2.11 Statistical analysis

Results were shown as the mean values ± standard deviation (SD). The data were analyzed by the one-way analysis of variance (ANOVA) followed by the Least Significant Difference (LSD) t-test or the Student’s t-test using SPSS 20 software. Differences were considered as statistically significant when p < 0.05.

3 Results

3.1 Characterization of materials

The microstructure of the two samples was observed under SEM, as shown in Figures 1A, B. The Ti element in both samples presented α phase that had a crossed appearance, and most of the Cu element was solid-dissolved in the α grains after cooling (10).

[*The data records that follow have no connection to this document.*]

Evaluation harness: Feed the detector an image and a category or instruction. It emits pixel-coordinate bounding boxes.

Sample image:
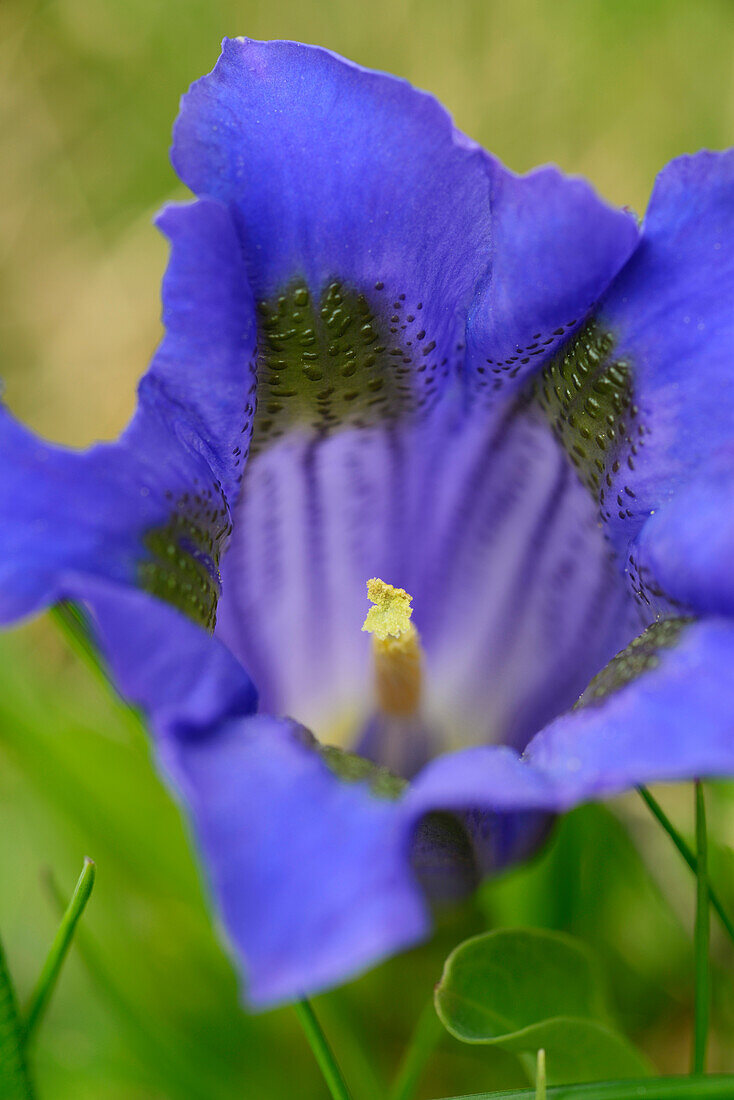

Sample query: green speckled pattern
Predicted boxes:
[138,487,232,631]
[535,322,646,519]
[251,281,437,453]
[574,618,693,710]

The Ti and Cu elements were uniformly distributed in the matrix, as shown in the EDS results in Figures 1C, D. The results of XRD in Figures 1E, F showed that the addition of Cu did not change the phase composition of Ti, both of which were mainly α-Ti phase.

FIGURE 1

Figure 1 Materials characterization. (A) SEM image of Ti; (B) SEM image of Ti-5Cu; (C) Ti distribution in Ti-5Cu alloy by EDS; (D) Cu distribution in Ti-5Cu alloy by EDS; (E) XRD patterns of Ti; (F) XRD patterns of Ti-5Cu.

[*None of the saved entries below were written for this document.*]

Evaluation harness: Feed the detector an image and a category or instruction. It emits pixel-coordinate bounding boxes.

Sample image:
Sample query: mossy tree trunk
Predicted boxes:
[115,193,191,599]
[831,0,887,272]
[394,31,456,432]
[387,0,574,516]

3.2 Surface roughness and hydrophilicity

The average 3D surface roughness of Ti and Ti-5Cu alloy is shown in Figures 2A–C. Ti-5Cu alloy presented a much smoother surface. The Sa value of Ti-5Cu is 0.2465 ± 0.0046 μm, which is significantly lower than that of Ti that is 0.3138 ± 0.0096 μm, indicating that the addition of Cu in pure Ti decreased its surface roughness. However, as shown in Figure 2D, the contact angle of Ti-5Cu alloy is 71.8 ± 2.0° which shows no significant difference compared with Ti of 70.3 ± 6.0°.

FIGURE 2

Figure 2 Surface roughness and hydrophilicity. (A) 3D image surface roughness of Ti; (B) 3D image surface roughness of Ti-5Cu; (C) Statistical analysis of surface roughness (Sa); (D) Contact angles of Ti and Ti-5Cu alloy (n = 4; ***p < 0.001; ns, no significant difference).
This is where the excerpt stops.